Echo JavaScript Safely

I am working on the data validation side of my WordPress theme. I have an option where user can input JS in the backend, and same is outputted in the front end between the script tags.

The problem I am facing is, I am not able to find a WordPress function that allows only JavaScript to pass through. What if user types some junk, CSS/HTML in it?

Is there any function in WordPress core/PHP that I can use? Or will I have to just echo it straightaway?

Solutions Collecting From Web of "Echo JavaScript Safely"

What you’re asking for is impossible, there is no such thing as a safe javascript entry box.

Even if we strip out extra script and style tags, it’s pointless, as the javascript code itself is inherently dangerous, and can create any elements it wants using DOM construction, e.g.:

var s = jQuery( 'script', { 'src': '' } );
jQuery('body').append( s );


var s = jQuery( 'link', {
    'rel': 'stylesheet',
    'type': 'text/css',
    'href': ''
} );
jQuery('body').append( s );

Nevermind something that steals your login cookies, etc.

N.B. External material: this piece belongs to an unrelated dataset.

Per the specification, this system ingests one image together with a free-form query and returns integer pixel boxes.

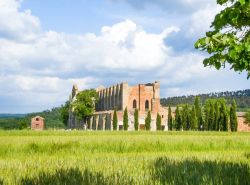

Javascript is inherently dangerous, and what you’re trying to implement is an attack vector. This isn’t because people might break out of javascript, but because the javascript itself is potentially dangerous

From this answer:

If you want to allow the user to be able to input their own Javascript code, but you don’t want to allow them to enter any HTML, you could use something like this:

preg_match( '/\A<script((?!<[a-zA-Z])[\s\S])*</script>\Z/', trim($input) );

The trim function removes whitespace from the beginning and end, and the regex pattern will only match the string if it begins with '<script', ends with '</script>', and doesn’t have any '<' characters immediately followed by a letter. That should effectively keep any stray HTML out, while allowing the user to put some Javascript code using a less than operator, if they need to for some reason.

The other thing I would do is make sure that only an administrator can set this option, and if he or she sneaks some HTML into there and breaks their own website, it’s their own fault. Of course, if this is going into the database, make sure it is sanitized for SQL.

You should not let users enter JS code. Users are not developers and should not write code. Once a user writes code the responsibility of anything bad that might happen is on him, and there is very little you might or should do cause after all it is his site and if he wants to write code then who are you to tell him “no”.

Now, it is a very bad UX to force a user to enter JS code, so the question should be is there a better way to let user input the info without resorting to writing code (and unfortunately, not always there is one).